Um líder muçulmano romeno, no entanto, manifestou ceticismo com respeito às intenções da Turquia. "Nós ficamos sabendo disso tudo pela TV, como todo mundo", afirmou ele. "Nós somos muçulmanos romenos, mas agora os turcos estão chegando e obtendo terras. Quando concluírem a construção, eles sequer permitirão a nossa presença naquela mesquita. De modo que estamos sendo passados para trás, jogados fora".
Durante uma visita oficial à Turquia, em março de 2016, o presidente romeno Klaus Iohannis tentou tranquilizar Erdoğan no sentido de que o projeto da mesquita está indo adiante, apesar da crescente oposição em casa. Comentando sobre a viagem, o diário România Liberă assinalou:
"Ao que tudo indica Iohannis exigiu nada além de uma mísera capela ortodoxa que irá provavelmente ser construída em algum lugar na periferia de Istambul em troca da construção da mesquita... Erdoğan herdou dos otomanos a habilidade de fazer com que seus convidados se sintam mais importantes do que eles próprios... Iohannis foi recebido com uma cerimônia militar, incluindo a salva de 21 tiros de canhão que apenas sultões oferecem aos hóspedes. ... No final, no entanto, Erdoğan irá desprezá-lo por ele ter permitido ser ludibriado, tornando com tamanha facilidade o presidente de um estado da UE em um vassalo da sua corte."

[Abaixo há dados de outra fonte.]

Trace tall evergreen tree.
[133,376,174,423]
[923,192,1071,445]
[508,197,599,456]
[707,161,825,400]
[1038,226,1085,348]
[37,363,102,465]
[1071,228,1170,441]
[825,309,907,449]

Alguns políticos romenos já estão pedindo a realização de um referendo no tocante à mesquita. Mais de 90% da população se opõe ao projeto, de acordo com uma pesquisa de opinião feita na Internet pelo influente jornal Gândul.
Enquanto isso, a ação judicial apela ao tribunal para que anule a concessão do governo de oferecer gratuitamente terras da cidade para o projeto da mesquita. A ação judicial diz:
"Consideramos a concessão de terras que, ironicamente, pertenciam à família do Príncipe Constantin Brâncoveanu, que foi decapitado pelos turcos em 15 de agosto de 1714, uma traição ao povo romeno. No contexto atual, no qual toda a Europa está sendo colocada de joelhos por conta dos ataques terroristas cometidos por extremistas muçulmanos, temos o direito de temer o estabelecimento de escolas de ensino islâmico. Nós acreditamos que o estado romeno não tem condições de garantir a segurança de seus cidadãos e o estabelecimento de uma mega mesquita na Romênia poderá abrir um precedente, não intencional, com consequências catastróficas."
Soeren Kern é colaborador sênior do Gatestone Institute sediado em Nova Iorque. Ele também é colaborador sênior do European Politics do Grupo de Estudios Estratégicos / Strategic Studies Group sediado em Madri. Siga-o no Facebook e no Twitter.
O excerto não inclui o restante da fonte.